In the past, we have averaged down in stocks where we liked the valuation and believed that the business would be much more valuable in the future. This wasn’t a terribly sophisticated approach, and it has been problematic to the extent that it didn’t give due weight to when a stock was likely to be re-rated by the market. The timing of the rebound matters, and, at least in the short-term, buying more of a stock that continues to decline is indistinguishable from being wrong.

Hemnet and PAR Technology are two examples of this, with both stocks having been significant underperformers that have contributed to the bulk of the Fund’s drawdown over the past year. While we believe these stocks will recover, we have been wildly wrong on the timing of when that recovery would occur, and the path with which those stocks would take before staging a recovery. These unforced errors in position sizing and averaging down have been very costly, and the only solace we can take from them is that they have prompted a lot of reflection that has resulted in process improvements that will hopefully reduce the likelihood of making similar position sizing mistakes in the future.

Compounding/conviction framework – only sizing what is likely to work

For example, in our March 2026 letter we introduced our compounding/conviction position sizing framework, which decomposes each investment position into two distinct exposures: 1) the compounding position; and 2) the conviction position. This framework seeks to prevent us from over-sizing positions that lack near-term catalysts, have negatively inflecting narratives, and/or a high risk of negative earnings revisions.

The diagram illustrates the Compounding/Conviction Framework. It features a vertical axis labeled 'Position Size' with an upward arrow. A vertical bar is divided into two sections: a bottom teal section labeled 'Compounding Position' and a top white section labeled 'Conviction Position'. To the right of the bar, two brackets group the corresponding bullet points for each position type.

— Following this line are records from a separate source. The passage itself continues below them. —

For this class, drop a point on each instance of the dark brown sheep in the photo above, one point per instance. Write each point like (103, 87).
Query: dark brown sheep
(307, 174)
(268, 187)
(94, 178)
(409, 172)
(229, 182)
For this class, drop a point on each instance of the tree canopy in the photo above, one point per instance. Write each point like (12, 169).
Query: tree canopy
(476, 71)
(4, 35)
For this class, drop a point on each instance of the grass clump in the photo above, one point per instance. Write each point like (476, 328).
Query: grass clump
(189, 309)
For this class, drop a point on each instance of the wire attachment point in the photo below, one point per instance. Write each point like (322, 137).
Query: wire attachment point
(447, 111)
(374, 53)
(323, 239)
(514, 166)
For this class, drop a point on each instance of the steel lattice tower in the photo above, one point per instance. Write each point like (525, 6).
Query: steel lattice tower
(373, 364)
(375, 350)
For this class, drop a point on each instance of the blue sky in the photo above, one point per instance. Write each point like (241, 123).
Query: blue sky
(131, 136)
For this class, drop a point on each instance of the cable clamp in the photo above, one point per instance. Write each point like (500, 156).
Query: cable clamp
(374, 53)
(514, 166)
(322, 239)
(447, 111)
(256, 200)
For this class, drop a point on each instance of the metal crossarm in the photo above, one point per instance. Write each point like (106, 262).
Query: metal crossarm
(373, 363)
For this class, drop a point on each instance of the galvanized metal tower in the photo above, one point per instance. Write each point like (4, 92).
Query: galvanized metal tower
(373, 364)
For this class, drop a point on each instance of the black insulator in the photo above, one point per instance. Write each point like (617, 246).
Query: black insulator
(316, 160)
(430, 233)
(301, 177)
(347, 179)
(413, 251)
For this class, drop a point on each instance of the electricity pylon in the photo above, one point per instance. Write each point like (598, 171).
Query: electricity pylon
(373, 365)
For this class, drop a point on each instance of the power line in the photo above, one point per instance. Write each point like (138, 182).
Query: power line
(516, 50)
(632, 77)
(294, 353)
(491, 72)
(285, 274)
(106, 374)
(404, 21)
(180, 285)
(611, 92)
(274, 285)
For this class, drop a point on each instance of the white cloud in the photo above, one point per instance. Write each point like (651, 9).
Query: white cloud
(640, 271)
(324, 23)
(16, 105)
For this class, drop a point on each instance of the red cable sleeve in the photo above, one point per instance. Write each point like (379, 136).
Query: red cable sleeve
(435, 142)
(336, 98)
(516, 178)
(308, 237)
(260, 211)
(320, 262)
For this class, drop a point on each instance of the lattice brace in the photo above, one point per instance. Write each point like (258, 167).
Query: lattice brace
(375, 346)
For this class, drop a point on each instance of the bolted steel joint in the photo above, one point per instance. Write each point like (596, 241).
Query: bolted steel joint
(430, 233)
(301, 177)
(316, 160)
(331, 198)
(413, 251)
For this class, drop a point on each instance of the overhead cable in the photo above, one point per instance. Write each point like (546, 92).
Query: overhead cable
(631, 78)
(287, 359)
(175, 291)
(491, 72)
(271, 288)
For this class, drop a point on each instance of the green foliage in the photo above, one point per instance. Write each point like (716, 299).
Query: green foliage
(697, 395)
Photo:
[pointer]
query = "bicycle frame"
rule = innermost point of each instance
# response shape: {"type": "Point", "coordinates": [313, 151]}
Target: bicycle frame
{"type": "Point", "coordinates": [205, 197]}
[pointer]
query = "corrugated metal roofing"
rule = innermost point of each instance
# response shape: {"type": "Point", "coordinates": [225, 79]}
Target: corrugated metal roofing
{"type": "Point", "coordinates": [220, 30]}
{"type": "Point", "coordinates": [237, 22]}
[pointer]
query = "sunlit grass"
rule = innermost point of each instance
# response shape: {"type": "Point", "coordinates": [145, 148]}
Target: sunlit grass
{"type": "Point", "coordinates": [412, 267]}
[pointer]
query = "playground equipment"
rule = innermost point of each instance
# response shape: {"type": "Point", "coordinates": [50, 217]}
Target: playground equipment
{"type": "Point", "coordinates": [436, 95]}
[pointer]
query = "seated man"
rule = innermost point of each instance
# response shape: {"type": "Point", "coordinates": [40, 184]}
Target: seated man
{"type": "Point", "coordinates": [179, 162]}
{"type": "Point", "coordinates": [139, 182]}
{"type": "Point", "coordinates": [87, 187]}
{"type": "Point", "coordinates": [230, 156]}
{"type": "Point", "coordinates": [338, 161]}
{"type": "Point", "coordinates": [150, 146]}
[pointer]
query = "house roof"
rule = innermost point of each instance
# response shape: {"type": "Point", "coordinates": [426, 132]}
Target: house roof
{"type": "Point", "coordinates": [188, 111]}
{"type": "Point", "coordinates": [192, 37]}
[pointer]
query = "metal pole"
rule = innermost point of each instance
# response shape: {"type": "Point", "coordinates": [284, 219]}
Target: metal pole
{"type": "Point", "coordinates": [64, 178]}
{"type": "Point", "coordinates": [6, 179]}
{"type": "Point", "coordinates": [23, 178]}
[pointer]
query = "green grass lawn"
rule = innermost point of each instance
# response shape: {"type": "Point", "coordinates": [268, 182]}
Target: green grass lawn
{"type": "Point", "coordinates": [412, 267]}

Source: Bristlemoon Capital

Our framework acknowledges that when a stock’s narrative is negatively inflecting and earnings expectations are being revised downward, the likelihood of other market participants stepping in and buying that stock, even at historically depressed valuations, is lower. We touched on how this is being driven by market structure changes, with the rise of multi-manager firms, in the following piece: Do You Dance While the Music is Playing?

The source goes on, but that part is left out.